The bill, dubbed the HOME Act (short for Hardship Outlays to protect Mortgagee Equity) would allow homeowners who have 401k retirement plans to pull out money early to save their houses from foreclosure without the usual tax penalties for early withdrawal.

Under normal circumstances, a person cannot take funds out of his retirement account before the age of 59 ½ without incurring penalties. Even for a hardship withdrawal, he’d have to pay income taxes on the money being taken out, plus a 10% penalty fee.

The bill that was introduced Oct. 5 would work kind of like a hardship withdrawal, except that it would waive the 10% penalty if the funds are used to make loan payments in order to avoid foreclosure on a primary residence.
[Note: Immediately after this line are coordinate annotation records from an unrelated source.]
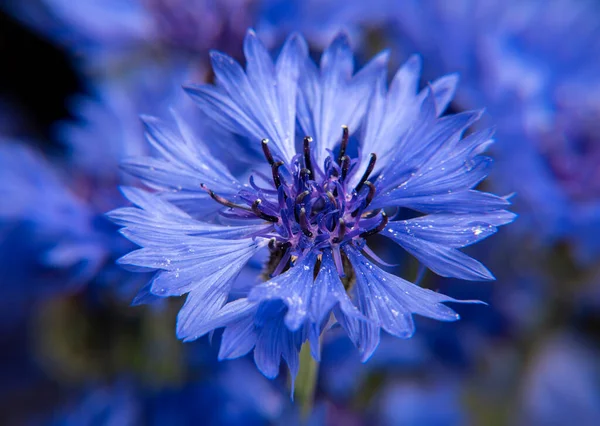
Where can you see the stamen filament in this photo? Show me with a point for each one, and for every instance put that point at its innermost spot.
(344, 145)
(307, 160)
(262, 215)
(370, 167)
(267, 151)
(222, 200)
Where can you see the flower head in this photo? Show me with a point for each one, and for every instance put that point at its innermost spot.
(364, 154)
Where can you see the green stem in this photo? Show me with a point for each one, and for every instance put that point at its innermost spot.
(306, 382)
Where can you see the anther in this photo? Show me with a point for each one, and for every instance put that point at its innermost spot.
(370, 167)
(371, 193)
(379, 228)
(331, 198)
(305, 173)
(222, 200)
(302, 196)
(341, 231)
(368, 198)
(345, 136)
(345, 166)
(304, 223)
(275, 169)
(262, 215)
(267, 151)
(307, 160)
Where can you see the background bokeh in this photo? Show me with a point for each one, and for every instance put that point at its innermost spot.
(74, 78)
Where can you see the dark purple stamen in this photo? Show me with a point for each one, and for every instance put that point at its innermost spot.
(310, 205)
(345, 167)
(222, 200)
(275, 170)
(344, 145)
(379, 228)
(370, 167)
(307, 160)
(261, 214)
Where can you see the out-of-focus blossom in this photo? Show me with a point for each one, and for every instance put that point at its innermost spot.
(214, 400)
(54, 235)
(562, 385)
(313, 208)
(535, 66)
(425, 403)
(117, 33)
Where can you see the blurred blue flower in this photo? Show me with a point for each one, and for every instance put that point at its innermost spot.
(563, 383)
(222, 398)
(426, 403)
(313, 208)
(54, 235)
(113, 33)
(535, 65)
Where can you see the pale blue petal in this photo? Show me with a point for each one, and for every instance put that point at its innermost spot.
(328, 292)
(389, 302)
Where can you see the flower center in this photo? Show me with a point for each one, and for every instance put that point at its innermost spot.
(310, 208)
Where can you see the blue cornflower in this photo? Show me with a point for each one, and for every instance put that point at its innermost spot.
(362, 155)
(54, 236)
(535, 65)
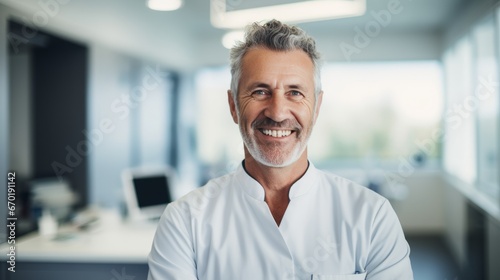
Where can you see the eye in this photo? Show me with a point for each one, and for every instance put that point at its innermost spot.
(295, 94)
(260, 94)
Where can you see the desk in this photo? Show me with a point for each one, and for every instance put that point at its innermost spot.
(117, 252)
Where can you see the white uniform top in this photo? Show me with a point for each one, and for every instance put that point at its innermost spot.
(332, 229)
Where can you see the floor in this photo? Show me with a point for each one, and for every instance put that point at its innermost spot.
(431, 259)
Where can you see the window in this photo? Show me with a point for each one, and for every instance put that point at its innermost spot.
(381, 110)
(486, 100)
(378, 110)
(460, 127)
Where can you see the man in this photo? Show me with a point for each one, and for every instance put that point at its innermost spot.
(277, 216)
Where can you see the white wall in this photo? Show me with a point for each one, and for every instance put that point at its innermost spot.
(20, 114)
(422, 207)
(4, 114)
(110, 77)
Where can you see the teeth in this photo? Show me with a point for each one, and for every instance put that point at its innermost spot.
(276, 133)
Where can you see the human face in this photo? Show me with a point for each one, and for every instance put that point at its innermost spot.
(276, 106)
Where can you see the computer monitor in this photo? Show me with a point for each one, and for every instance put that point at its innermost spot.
(147, 191)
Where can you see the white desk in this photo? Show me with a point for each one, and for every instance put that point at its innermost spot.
(121, 243)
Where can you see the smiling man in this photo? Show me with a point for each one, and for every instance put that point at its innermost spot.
(277, 216)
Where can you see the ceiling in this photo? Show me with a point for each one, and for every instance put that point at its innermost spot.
(180, 38)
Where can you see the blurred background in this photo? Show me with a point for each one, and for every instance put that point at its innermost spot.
(89, 89)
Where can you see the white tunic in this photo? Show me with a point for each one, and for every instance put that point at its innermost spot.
(332, 229)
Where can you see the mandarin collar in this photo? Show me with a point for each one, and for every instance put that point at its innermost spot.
(252, 188)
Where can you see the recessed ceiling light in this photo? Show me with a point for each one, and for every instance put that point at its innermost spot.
(164, 5)
(230, 38)
(296, 12)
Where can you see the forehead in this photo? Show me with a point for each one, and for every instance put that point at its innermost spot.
(277, 66)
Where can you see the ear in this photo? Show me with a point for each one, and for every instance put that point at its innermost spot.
(232, 106)
(318, 105)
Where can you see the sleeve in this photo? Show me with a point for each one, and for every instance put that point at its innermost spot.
(172, 252)
(389, 255)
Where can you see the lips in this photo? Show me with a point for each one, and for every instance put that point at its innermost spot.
(276, 133)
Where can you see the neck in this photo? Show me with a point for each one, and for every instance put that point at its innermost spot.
(276, 179)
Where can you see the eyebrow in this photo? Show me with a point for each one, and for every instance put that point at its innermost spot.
(267, 86)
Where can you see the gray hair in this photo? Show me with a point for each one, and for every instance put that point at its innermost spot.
(274, 35)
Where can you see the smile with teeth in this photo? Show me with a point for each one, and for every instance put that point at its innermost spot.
(276, 133)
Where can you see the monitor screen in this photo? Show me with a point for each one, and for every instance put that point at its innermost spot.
(152, 190)
(147, 191)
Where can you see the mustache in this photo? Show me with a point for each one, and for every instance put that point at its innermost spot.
(267, 122)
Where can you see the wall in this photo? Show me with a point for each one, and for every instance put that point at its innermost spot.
(4, 115)
(459, 196)
(20, 105)
(131, 107)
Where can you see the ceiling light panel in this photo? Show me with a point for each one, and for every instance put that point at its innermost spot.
(227, 14)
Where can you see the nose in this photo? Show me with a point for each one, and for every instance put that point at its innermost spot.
(277, 107)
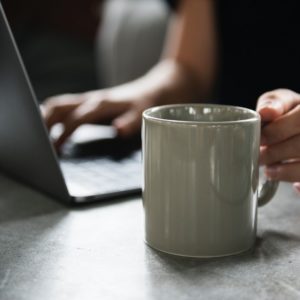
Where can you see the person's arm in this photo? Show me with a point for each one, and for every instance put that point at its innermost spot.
(185, 73)
(280, 151)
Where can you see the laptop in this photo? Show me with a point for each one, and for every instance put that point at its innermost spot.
(89, 170)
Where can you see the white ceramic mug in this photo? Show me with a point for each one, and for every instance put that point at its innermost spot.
(201, 176)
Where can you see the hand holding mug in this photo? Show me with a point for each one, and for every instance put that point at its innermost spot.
(280, 142)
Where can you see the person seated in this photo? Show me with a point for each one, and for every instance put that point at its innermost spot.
(233, 52)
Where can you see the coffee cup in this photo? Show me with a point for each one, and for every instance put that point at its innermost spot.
(201, 179)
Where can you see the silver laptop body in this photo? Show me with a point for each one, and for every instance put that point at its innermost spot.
(26, 152)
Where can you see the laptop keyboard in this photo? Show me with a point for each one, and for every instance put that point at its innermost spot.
(102, 175)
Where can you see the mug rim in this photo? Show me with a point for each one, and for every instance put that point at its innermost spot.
(147, 114)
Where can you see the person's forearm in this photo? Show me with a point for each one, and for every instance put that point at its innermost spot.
(187, 69)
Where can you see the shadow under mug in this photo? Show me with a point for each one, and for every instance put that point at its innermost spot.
(201, 178)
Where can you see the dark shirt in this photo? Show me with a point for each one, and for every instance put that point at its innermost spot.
(259, 48)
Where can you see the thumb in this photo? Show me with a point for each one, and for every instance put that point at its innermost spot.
(274, 104)
(128, 123)
(269, 108)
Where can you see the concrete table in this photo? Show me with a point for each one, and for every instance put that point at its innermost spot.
(49, 251)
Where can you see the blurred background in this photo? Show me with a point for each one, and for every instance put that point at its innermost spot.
(71, 46)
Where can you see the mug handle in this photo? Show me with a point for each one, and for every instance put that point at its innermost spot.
(269, 187)
(267, 192)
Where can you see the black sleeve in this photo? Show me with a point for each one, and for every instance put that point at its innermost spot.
(172, 3)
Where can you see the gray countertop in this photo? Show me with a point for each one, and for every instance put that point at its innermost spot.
(49, 251)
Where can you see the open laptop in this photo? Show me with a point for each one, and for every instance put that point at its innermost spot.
(89, 172)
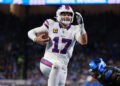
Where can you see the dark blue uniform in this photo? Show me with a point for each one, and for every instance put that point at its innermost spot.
(106, 75)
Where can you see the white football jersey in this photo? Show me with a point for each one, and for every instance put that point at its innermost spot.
(62, 41)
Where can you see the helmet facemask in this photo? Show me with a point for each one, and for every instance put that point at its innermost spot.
(63, 18)
(66, 18)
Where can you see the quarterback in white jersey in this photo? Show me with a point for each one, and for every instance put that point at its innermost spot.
(60, 44)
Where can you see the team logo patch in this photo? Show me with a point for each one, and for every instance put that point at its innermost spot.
(55, 30)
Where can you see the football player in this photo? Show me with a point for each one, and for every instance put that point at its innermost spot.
(59, 43)
(106, 75)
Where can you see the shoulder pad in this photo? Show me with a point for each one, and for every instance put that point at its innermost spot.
(48, 22)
Like a lot of the previous housing initiatives in Congress, this one sounds great on the surface, but lacks substance underneath. Here’s why:

Pros of this idea:

  • It presents a possible temporary solution for those facing foreclosure.
  • It wouldn’t cost the government a dime.
  • It would put the heavy lifting on the homeowner – which goes along with the notion that those who have more “skin in the game” will work harder to keep their homes rather than walk away.

Cons of this idea:

  • It’s only a temporary solution for the borrower. If the borrower lacks a longer-term plan, it could end up delaying the inevitable except that with this delay he’s now put a large dent in his retirement accounts.
  • Raiding retirement accounts early should always been seen as a last resort, not a prime solution. Hopefully, this bill would not perpetuate a misconception that raiding accounts early is OK in desperate times. Sure, it may actually work out for some people. But chances are that many people are not ahead of the game on retirement savings. In fact, most are probably behind given the recession of recent years.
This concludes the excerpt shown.